Interest and principal payments on that debt totaled nearly $3.8 billion during the fiscal year.
Although improvement was dramatic in fiscal year 2018, the state is far from recovery of the damage during the two-year budget impasse, and systematic budgetary issues still impede further significant reductions in the state’s unpaid bills, the report stated.
Critical data, and time, lost in compiling state financial report
By Rebecca Anzel
Capitol News Illinois
SPRINGFIELD — A major tech failure at two of Illinois’ largest agencies and a lack of a uniform financial system contributed to officials publishing a key document detailing the state’s fiscal health eight months late.
The Comprehensive Annual Financial Report, released Aug. 29, is used by ratings agencies to determine Illinois’ credit rating, which affects the interest rates it receives for bonded projects.
Auditor General Frank Mautino and Comptroller Susana Mendoza, whose offices contribute to the document, agreed a primary reason Illinois’ report was the last one completed in the country was due to the loss of one quarter of the state’s Medicaid data.

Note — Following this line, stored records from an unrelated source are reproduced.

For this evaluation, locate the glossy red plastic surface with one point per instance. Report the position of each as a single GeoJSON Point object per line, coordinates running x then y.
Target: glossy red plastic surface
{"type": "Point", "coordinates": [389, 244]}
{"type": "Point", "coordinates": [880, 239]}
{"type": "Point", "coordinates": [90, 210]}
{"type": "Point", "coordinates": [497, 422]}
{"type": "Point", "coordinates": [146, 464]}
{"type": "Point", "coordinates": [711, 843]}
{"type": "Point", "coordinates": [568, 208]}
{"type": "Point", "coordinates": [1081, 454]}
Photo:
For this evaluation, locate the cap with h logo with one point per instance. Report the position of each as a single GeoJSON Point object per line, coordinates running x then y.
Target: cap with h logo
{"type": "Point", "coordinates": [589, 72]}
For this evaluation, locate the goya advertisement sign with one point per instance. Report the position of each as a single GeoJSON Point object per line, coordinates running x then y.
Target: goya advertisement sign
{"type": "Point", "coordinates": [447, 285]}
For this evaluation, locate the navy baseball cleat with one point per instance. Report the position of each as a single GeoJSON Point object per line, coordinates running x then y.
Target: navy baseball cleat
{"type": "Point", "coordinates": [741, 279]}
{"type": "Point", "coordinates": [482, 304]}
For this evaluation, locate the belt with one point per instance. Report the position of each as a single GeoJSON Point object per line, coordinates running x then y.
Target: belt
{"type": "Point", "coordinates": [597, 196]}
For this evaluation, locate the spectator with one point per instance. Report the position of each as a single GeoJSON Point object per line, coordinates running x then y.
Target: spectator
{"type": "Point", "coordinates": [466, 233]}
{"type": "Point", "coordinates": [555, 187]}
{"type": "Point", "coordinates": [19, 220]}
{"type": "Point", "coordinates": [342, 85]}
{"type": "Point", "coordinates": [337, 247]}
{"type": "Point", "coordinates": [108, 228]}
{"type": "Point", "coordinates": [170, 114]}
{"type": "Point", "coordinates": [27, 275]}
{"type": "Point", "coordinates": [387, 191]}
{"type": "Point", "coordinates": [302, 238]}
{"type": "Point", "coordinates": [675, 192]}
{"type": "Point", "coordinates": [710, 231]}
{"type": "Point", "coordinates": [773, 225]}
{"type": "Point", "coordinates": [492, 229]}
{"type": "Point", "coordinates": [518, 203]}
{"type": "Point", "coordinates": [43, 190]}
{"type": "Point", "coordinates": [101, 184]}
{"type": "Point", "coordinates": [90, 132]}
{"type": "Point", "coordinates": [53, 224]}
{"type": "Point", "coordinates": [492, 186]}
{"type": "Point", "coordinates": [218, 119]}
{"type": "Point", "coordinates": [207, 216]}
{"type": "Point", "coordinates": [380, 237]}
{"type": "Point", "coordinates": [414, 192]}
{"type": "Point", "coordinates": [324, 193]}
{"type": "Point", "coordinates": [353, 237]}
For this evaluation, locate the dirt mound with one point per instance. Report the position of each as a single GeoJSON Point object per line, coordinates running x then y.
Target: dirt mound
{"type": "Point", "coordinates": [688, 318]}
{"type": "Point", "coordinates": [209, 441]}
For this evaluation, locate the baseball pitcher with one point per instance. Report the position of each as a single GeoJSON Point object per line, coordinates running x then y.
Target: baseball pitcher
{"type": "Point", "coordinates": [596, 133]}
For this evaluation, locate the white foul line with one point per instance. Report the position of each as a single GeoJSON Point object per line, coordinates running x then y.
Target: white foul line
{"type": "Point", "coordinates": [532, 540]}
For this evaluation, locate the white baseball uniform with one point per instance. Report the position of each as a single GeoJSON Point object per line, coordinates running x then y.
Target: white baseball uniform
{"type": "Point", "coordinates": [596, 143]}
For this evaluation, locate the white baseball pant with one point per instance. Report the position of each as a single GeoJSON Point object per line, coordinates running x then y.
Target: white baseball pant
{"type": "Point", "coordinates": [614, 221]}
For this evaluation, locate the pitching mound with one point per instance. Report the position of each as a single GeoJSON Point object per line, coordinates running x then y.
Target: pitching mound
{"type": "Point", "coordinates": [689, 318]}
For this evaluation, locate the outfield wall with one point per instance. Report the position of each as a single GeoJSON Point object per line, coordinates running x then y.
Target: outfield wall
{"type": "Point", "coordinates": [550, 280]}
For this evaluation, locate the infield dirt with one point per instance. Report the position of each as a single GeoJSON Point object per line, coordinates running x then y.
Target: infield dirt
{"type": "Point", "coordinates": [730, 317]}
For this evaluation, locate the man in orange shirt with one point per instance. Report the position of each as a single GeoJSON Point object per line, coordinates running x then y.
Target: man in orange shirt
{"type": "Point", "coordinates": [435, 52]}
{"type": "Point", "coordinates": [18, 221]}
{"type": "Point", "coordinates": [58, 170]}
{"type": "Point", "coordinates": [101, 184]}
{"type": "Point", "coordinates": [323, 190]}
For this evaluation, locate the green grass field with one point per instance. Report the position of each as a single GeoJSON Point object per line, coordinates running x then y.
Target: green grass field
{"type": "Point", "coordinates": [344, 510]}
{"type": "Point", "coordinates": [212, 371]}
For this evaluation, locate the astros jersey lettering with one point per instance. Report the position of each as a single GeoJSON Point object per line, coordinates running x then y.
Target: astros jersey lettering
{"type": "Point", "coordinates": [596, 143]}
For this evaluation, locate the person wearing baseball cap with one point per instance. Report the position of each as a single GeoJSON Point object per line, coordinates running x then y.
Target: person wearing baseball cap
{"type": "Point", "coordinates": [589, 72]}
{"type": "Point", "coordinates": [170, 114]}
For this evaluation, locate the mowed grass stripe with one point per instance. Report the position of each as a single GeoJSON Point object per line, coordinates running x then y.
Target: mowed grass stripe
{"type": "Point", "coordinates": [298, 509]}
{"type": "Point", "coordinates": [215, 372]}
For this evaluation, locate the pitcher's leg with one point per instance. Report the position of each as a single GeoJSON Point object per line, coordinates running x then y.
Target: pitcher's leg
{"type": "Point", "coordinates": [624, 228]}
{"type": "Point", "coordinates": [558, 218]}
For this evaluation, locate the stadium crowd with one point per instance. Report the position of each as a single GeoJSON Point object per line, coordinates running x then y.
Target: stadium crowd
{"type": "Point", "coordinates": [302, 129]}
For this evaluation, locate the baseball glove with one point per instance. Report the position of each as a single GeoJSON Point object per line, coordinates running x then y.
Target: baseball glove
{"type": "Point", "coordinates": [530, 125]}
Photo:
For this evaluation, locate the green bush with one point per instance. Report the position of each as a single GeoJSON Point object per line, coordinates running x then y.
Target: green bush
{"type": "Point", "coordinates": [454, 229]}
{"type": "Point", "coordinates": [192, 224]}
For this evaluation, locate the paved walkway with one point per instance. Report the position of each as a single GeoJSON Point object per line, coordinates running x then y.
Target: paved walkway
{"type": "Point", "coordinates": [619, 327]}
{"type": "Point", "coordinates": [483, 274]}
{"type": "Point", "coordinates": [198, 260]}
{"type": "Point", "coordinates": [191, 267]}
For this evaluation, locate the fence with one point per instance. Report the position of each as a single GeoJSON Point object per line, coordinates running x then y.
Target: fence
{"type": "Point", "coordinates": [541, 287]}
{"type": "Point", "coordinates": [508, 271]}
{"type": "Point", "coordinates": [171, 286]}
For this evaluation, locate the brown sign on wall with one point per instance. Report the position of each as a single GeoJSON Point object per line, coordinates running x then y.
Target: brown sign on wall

The Department of Human Services and the Department of Healthcare and Family Services both use a system that determines residents’ eligibility for public assistance, for which the state receives federal reimbursements. When a third-party technology vendor was completing an update to that system, 25 percent of Illinois’ Medicaid program data was deleted, Mautino said.
Agency officials asked for an extension to work with the federal government to verify the accuracy of information lost in that erasure. Before the CAFR can be completed, auditors verify the books of each agency, sending that data then to the comptroller’s office.
“This is the thing that’s different this year that I don’t know of has happened anywhere at any other time,” Mauntio said. “It’s a big factor.”
The mistake was additionally impactful because of the two agencies it affected. Combined, Mautino said, they make up 28 percent of the revenue and 31 percent of the expenditures of all governmental funds in Illinois.
“That is a big number, and when you have a problem with that number, it impacts the financial statements of the state,” he said.
Mendoza criticized former Republican Gov. Bruce Rauner’s administration for its use of third-party contractors.
“We should not expect outside consultants to perform critical government functions, especially regarding data involving eligibility determinations under the state’s Medicaid program serving the state’s most vulnerable citizens, without adequate controls to protect the state’s program and ultimately state taxpayers,” she said in a press release.
The auditor general and Mendoza did not agree the state’s lack of a uniform financial system contributed chiefly to the report’s delayed publication.
Mautino said Illinois officials do not have “great financial controls” because each agency has its own financial reporting system that “can’t speak to each other.” When auditors compile information for the CAFR, they must convert the data first. That takes more time and leaves open the possibility for human error.
“Accurate and timely financial reporting problems continue to exist even though auditors have: continuously reported numerous findings on the internal controls, … commented on the inadequacy of the financial reporting process of the state, and regularly proposed adjustments to the financial statements year after year,” states an opinion of the CAFR published by the auditor general’s office Thursday.
Mendoza noted in a news release she “agrees” Illinois needs a uniform financial system, but pushed back against the idea it was a “primary” reason for the report’s late release.